The Word before the text

Read I Thessalonians 2:7-13

When hearing the expression “The Word of God,” one often thinks of the Bible, of the written text we call the Sacred Scriptures. This is quite normal, but it is good to remember that this “Word” existed before any text was written. The last verse of today’s reading reminds us of this fact.

Paul praises the Thessalonians because they have received his teaching not as a “human word” but as the “Word of God.” Yet Paul had no text to show them at that time. In fact, this letter to the Thessalonians is the first text of what would eventually become the New Testament. During the following years, new texts would be added: Paul’s other letters, and letters from other Apostles, as well as the writings of the four Evangelists, the story of the Acts of the Apostles, and John’s vision which we call the Book of Revelation. Yet before any of these texts were written, Paul was proclaiming the Word of God.

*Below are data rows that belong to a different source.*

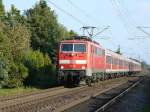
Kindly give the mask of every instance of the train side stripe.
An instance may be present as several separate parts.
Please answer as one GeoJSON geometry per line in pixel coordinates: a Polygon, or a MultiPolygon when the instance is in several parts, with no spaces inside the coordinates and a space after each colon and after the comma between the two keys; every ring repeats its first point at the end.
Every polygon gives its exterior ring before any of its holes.
{"type": "Polygon", "coordinates": [[[87,64],[87,60],[59,60],[59,64],[87,64]]]}

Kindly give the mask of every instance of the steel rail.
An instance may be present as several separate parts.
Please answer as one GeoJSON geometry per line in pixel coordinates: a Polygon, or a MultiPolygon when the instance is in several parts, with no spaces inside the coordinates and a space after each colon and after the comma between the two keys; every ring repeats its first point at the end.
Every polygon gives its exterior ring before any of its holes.
{"type": "Polygon", "coordinates": [[[134,88],[137,84],[139,84],[143,79],[140,79],[136,81],[134,84],[132,84],[130,87],[125,89],[123,92],[121,92],[119,95],[113,97],[111,100],[109,100],[107,103],[105,103],[103,106],[98,108],[95,112],[104,112],[110,105],[115,103],[120,97],[125,95],[127,92],[129,92],[132,88],[134,88]]]}

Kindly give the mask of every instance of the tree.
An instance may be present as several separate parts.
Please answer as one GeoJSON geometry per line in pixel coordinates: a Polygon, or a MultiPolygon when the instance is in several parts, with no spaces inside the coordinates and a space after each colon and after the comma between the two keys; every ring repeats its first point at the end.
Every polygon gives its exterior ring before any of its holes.
{"type": "Polygon", "coordinates": [[[20,11],[12,5],[6,16],[7,37],[11,42],[11,54],[16,60],[23,55],[30,47],[30,31],[24,25],[20,11]]]}
{"type": "Polygon", "coordinates": [[[0,0],[0,16],[3,16],[5,13],[3,1],[0,0]]]}
{"type": "Polygon", "coordinates": [[[23,85],[28,69],[22,57],[30,46],[30,32],[20,20],[20,12],[12,6],[0,23],[0,79],[7,87],[23,85]]]}
{"type": "Polygon", "coordinates": [[[54,63],[57,45],[64,38],[66,28],[58,23],[55,12],[44,0],[27,10],[26,16],[31,29],[31,47],[48,53],[54,63]]]}

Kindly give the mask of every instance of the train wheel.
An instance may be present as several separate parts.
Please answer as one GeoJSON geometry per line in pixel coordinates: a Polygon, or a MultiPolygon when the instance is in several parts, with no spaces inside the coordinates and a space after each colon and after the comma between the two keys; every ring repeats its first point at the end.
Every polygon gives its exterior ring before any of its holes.
{"type": "Polygon", "coordinates": [[[90,78],[87,78],[86,80],[86,84],[88,85],[88,86],[92,86],[92,81],[91,81],[91,79],[90,78]]]}

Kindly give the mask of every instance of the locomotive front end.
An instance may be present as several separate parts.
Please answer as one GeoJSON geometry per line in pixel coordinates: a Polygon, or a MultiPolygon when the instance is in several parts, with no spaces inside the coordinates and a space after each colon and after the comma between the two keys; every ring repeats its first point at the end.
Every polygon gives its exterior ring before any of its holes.
{"type": "Polygon", "coordinates": [[[59,81],[78,84],[85,78],[86,68],[86,42],[77,40],[66,40],[61,42],[58,56],[59,81]]]}

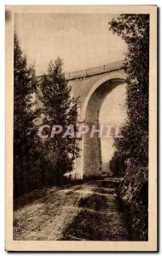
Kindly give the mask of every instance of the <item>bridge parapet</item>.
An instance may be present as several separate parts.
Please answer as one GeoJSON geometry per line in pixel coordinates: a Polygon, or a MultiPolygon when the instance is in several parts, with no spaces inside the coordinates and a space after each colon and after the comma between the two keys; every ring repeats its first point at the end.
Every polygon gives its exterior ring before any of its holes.
{"type": "Polygon", "coordinates": [[[102,65],[84,70],[74,71],[65,74],[67,80],[72,80],[79,78],[93,76],[99,73],[103,73],[110,71],[121,69],[124,67],[124,61],[113,62],[107,65],[102,65]]]}

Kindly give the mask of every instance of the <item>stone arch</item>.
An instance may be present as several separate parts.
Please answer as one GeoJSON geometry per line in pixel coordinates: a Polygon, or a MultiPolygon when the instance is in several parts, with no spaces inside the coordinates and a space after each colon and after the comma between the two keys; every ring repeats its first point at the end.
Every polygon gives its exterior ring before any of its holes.
{"type": "Polygon", "coordinates": [[[81,119],[84,121],[85,119],[85,114],[86,114],[86,109],[88,106],[88,102],[93,95],[94,91],[100,87],[102,84],[104,84],[107,81],[113,80],[113,79],[121,79],[121,80],[126,80],[127,74],[125,73],[124,71],[119,71],[119,72],[115,72],[112,73],[107,73],[101,79],[100,79],[90,90],[84,102],[82,107],[81,110],[81,119]]]}
{"type": "MultiPolygon", "coordinates": [[[[98,81],[90,90],[82,109],[82,119],[91,130],[93,125],[97,126],[101,107],[113,88],[125,84],[126,75],[120,77],[107,76],[98,81]],[[108,79],[107,79],[108,77],[108,79]]],[[[98,137],[90,137],[87,133],[83,137],[83,175],[85,177],[101,175],[101,148],[98,137]]]]}

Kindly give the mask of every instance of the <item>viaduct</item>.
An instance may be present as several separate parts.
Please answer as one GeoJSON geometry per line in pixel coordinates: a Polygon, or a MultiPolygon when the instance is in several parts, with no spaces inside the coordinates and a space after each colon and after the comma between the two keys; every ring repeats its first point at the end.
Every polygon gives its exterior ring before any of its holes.
{"type": "MultiPolygon", "coordinates": [[[[126,73],[120,61],[93,68],[66,73],[74,96],[79,96],[79,123],[89,126],[96,124],[98,113],[107,95],[116,86],[125,84],[126,73]]],[[[119,96],[119,97],[120,96],[119,96]]],[[[107,113],[108,113],[107,109],[107,113]]],[[[80,157],[75,163],[73,172],[78,178],[101,174],[101,153],[100,138],[84,136],[79,141],[80,157]]]]}

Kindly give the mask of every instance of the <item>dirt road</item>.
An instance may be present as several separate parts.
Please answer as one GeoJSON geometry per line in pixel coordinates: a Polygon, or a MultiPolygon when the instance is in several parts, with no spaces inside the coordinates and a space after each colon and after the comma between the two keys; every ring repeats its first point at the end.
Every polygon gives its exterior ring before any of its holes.
{"type": "Polygon", "coordinates": [[[14,239],[128,241],[118,182],[105,178],[64,187],[17,209],[14,239]]]}

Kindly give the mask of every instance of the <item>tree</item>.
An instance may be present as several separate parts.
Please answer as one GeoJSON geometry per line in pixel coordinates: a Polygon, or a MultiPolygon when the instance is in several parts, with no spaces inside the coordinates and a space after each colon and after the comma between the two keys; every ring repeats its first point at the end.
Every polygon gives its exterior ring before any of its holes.
{"type": "MultiPolygon", "coordinates": [[[[40,83],[41,101],[43,105],[43,124],[59,125],[62,132],[54,138],[49,137],[42,143],[46,157],[51,164],[51,182],[59,183],[66,172],[72,169],[74,160],[78,156],[79,149],[75,137],[62,137],[69,125],[77,123],[77,108],[78,99],[71,96],[71,88],[62,73],[62,61],[57,58],[50,61],[47,74],[40,83]]],[[[75,126],[75,131],[77,128],[75,126]]]]}
{"type": "Polygon", "coordinates": [[[33,189],[38,177],[35,165],[33,119],[31,96],[34,84],[31,82],[32,67],[27,67],[26,55],[14,38],[14,195],[33,189]]]}
{"type": "MultiPolygon", "coordinates": [[[[148,239],[149,15],[120,15],[110,22],[110,30],[125,41],[128,53],[124,69],[128,74],[127,120],[110,168],[120,162],[124,177],[119,195],[129,207],[134,240],[148,239]]],[[[118,166],[119,167],[119,166],[118,166]]]]}
{"type": "Polygon", "coordinates": [[[117,139],[117,150],[134,157],[143,166],[148,161],[149,15],[121,15],[110,22],[110,29],[128,46],[124,60],[127,79],[127,122],[124,139],[117,139]]]}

To what then is he referring? He is referring to the stories the other Apostles have taught him and to his own conversion experience when he met the risen Christ on the road to Damascus. That is the content of his preaching and teaching. The stories about Jesus that are being shared, the reflection of the young Christian community as it gathers to pray and celebrate the Lord, this is what makes up the Word of God before the New Testament was written. The Church, God’s own people, is the cradle in which was born the New Testament.

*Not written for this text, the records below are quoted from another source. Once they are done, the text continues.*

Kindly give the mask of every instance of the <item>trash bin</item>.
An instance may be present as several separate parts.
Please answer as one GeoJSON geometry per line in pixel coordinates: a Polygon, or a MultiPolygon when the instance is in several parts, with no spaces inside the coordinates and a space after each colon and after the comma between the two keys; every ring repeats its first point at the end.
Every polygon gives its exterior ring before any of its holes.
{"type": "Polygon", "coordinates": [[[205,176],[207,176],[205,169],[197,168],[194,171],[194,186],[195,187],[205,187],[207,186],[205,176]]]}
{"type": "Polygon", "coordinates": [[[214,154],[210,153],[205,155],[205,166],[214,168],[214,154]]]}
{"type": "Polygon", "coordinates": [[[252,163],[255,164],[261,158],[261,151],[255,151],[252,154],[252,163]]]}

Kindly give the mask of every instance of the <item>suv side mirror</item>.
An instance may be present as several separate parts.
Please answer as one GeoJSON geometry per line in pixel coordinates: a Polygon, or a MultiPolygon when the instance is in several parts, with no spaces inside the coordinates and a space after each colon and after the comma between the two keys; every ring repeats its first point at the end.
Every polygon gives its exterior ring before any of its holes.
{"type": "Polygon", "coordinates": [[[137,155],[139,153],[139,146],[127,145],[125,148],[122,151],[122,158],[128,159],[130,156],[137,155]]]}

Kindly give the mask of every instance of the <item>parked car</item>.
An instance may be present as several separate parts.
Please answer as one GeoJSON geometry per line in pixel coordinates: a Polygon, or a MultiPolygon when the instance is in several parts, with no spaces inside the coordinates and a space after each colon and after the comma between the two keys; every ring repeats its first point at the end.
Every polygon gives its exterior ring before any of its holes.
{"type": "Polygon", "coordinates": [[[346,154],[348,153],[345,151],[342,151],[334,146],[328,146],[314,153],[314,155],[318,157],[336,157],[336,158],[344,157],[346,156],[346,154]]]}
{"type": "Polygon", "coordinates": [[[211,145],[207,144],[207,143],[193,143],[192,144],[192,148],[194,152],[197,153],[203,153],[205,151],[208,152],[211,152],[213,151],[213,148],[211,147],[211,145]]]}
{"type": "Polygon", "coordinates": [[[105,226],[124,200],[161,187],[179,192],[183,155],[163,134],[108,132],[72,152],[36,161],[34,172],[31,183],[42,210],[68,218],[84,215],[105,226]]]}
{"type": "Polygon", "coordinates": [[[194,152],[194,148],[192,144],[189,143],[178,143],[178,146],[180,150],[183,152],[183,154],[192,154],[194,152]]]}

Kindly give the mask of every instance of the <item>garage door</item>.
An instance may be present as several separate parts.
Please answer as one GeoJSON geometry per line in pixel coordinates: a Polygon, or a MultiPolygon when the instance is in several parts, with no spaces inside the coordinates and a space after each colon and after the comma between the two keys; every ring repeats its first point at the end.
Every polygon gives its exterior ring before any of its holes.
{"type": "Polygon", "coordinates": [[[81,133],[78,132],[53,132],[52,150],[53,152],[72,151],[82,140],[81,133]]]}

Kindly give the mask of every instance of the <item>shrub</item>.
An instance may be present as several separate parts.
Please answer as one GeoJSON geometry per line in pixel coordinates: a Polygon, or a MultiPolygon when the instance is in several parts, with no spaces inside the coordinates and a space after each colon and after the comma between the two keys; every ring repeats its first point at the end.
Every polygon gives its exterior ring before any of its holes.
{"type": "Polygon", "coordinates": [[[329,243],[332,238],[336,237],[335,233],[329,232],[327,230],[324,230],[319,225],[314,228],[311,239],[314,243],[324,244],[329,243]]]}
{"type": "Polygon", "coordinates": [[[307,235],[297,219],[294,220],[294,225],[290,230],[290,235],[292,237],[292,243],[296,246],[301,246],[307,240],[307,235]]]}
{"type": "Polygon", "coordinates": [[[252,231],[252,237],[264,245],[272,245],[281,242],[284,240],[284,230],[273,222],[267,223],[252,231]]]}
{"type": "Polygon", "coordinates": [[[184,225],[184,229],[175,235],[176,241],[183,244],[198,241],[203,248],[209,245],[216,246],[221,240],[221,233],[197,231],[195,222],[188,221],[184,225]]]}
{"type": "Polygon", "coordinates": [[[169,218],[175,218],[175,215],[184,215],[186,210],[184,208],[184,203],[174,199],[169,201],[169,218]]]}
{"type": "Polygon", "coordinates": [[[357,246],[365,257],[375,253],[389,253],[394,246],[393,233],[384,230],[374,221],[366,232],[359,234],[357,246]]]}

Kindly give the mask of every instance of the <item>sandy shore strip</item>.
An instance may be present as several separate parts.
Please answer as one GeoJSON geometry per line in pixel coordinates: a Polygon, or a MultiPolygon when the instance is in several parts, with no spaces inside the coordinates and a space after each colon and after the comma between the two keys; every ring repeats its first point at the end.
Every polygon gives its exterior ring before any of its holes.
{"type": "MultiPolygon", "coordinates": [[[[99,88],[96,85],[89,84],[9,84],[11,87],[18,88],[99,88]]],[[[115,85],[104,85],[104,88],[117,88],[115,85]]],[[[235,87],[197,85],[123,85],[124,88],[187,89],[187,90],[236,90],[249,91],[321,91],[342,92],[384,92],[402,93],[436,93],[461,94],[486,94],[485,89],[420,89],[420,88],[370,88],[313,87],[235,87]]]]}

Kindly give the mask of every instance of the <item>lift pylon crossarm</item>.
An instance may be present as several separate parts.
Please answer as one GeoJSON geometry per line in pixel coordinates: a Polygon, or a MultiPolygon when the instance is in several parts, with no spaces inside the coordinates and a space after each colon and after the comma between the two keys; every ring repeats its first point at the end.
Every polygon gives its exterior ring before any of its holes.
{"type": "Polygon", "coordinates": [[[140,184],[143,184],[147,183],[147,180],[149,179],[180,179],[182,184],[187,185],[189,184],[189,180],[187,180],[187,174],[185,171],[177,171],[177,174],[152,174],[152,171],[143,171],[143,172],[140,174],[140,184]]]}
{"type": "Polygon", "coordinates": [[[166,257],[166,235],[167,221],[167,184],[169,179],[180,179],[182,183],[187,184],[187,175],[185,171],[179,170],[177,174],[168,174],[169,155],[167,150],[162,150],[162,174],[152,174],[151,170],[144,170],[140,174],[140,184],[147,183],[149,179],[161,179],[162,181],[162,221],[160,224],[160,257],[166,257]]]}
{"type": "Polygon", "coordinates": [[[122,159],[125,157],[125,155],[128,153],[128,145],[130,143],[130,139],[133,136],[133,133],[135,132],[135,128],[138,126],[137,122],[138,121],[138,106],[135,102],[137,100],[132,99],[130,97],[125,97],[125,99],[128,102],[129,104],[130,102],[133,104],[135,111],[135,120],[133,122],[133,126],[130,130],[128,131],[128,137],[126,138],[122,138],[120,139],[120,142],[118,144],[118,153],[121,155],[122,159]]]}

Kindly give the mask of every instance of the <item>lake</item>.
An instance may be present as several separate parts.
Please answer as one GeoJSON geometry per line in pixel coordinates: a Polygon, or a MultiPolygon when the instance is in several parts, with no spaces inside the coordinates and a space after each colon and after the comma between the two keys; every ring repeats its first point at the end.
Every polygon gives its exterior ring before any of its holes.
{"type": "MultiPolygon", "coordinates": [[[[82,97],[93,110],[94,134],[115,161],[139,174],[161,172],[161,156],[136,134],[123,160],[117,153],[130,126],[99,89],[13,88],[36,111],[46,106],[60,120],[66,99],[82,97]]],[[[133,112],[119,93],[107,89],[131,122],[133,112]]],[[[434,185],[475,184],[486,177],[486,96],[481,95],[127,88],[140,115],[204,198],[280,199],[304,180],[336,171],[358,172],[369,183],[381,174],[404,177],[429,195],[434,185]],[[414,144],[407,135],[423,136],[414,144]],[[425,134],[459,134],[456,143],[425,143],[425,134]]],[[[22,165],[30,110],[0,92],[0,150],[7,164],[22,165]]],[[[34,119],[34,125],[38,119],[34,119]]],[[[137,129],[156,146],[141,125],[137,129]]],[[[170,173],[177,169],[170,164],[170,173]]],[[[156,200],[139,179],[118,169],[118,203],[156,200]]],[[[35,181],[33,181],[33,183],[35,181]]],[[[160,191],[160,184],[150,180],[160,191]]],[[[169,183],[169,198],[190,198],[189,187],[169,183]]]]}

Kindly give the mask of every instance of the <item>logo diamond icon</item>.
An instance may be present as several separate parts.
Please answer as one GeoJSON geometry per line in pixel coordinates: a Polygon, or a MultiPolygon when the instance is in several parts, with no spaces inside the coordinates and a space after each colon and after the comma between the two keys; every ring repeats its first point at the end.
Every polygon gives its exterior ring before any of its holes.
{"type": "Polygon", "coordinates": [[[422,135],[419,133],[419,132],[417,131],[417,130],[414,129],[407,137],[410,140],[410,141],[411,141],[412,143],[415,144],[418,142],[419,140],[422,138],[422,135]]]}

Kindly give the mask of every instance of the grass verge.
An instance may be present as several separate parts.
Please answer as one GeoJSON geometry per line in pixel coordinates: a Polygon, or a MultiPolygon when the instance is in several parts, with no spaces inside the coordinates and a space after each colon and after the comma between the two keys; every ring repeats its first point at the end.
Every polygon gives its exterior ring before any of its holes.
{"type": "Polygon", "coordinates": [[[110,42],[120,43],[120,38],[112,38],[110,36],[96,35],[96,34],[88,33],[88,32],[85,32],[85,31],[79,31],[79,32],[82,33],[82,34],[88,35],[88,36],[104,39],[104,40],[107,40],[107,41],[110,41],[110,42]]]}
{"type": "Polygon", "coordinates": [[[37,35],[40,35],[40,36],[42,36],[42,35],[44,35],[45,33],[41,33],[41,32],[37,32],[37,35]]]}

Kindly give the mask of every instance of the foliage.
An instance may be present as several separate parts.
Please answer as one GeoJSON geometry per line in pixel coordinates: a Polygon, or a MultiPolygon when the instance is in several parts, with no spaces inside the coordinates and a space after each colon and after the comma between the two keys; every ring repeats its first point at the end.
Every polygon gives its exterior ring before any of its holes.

If the Church gave birth to the Scriptures, it is normal that the Church also be the place where this text is proclaimed, studied and prayed. This is not to say that one shouldn’t read the Bible alone. But it reminds us that, even when we do read it alone, the community which gave birth to the text remains the community of understanding and interpretation which can hand it on in faithfulness.

My grandmother had a box of photographs. When we opened this box, we wanted her near us, for she alone knew the stories “behind” the pictures: she could name the people in the pictures and explain their meaning. Pictures are like footprints left by people and events that, though they belong to the past, still have an impact on our lives today.

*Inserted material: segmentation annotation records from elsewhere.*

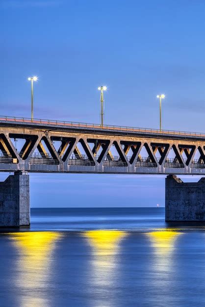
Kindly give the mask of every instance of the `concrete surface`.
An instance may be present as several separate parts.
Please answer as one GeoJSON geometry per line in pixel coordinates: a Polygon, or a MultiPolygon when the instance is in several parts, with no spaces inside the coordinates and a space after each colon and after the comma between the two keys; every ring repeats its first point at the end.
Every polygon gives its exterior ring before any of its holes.
{"type": "Polygon", "coordinates": [[[169,175],[165,180],[166,221],[205,221],[205,178],[183,182],[169,175]]]}
{"type": "Polygon", "coordinates": [[[29,225],[29,176],[18,172],[0,182],[0,227],[29,225]]]}

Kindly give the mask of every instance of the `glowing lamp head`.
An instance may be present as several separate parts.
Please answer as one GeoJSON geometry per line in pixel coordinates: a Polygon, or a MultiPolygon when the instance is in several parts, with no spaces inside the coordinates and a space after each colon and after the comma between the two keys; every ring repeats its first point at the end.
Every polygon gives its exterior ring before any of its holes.
{"type": "Polygon", "coordinates": [[[38,80],[38,77],[36,76],[34,76],[33,77],[29,77],[29,78],[28,78],[28,81],[31,81],[31,80],[37,81],[38,80]]]}
{"type": "Polygon", "coordinates": [[[102,91],[102,90],[103,91],[106,91],[107,89],[107,87],[106,86],[102,86],[102,86],[99,86],[98,87],[98,90],[99,90],[99,91],[102,91]]]}
{"type": "Polygon", "coordinates": [[[162,94],[161,95],[157,95],[157,96],[156,96],[157,98],[162,98],[162,99],[163,98],[165,98],[165,95],[164,94],[162,94]]]}

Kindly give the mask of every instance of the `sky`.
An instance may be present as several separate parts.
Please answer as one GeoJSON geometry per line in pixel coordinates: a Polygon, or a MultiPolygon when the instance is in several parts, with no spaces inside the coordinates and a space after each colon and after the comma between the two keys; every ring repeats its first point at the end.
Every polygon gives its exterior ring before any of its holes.
{"type": "MultiPolygon", "coordinates": [[[[1,0],[0,115],[205,132],[204,0],[1,0]]],[[[0,174],[3,180],[8,174],[0,174]]],[[[165,177],[34,174],[39,206],[161,206],[165,177]]],[[[188,178],[196,180],[198,178],[188,178]]]]}

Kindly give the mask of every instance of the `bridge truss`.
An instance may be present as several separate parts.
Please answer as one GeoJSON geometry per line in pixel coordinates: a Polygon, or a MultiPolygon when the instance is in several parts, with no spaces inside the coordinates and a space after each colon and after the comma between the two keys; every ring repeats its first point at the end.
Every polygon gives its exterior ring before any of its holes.
{"type": "Polygon", "coordinates": [[[205,136],[0,120],[0,171],[205,175],[205,136]]]}

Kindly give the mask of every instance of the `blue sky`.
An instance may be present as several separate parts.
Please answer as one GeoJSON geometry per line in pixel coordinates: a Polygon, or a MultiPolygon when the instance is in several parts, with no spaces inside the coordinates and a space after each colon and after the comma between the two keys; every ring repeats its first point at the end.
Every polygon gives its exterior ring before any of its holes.
{"type": "MultiPolygon", "coordinates": [[[[99,123],[105,84],[106,124],[157,128],[163,92],[164,128],[205,132],[205,14],[204,0],[1,0],[0,115],[30,116],[36,75],[36,118],[99,123]]],[[[32,206],[164,205],[160,176],[30,182],[32,206]]]]}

The Bible is like a box of pictures giving witness to the great adventure we call Salvation history; and the Church is like my grandmother who took the pictures, who understands their meaning, who uses them to help us enter into the living story of wonderful characters, the first of which is the Lord Jesus himself.

Believing in the “Word of God” is more than recognizing the truth of a text. It means entering into the living history which the text is telling, in communion with the Church which gave it birth.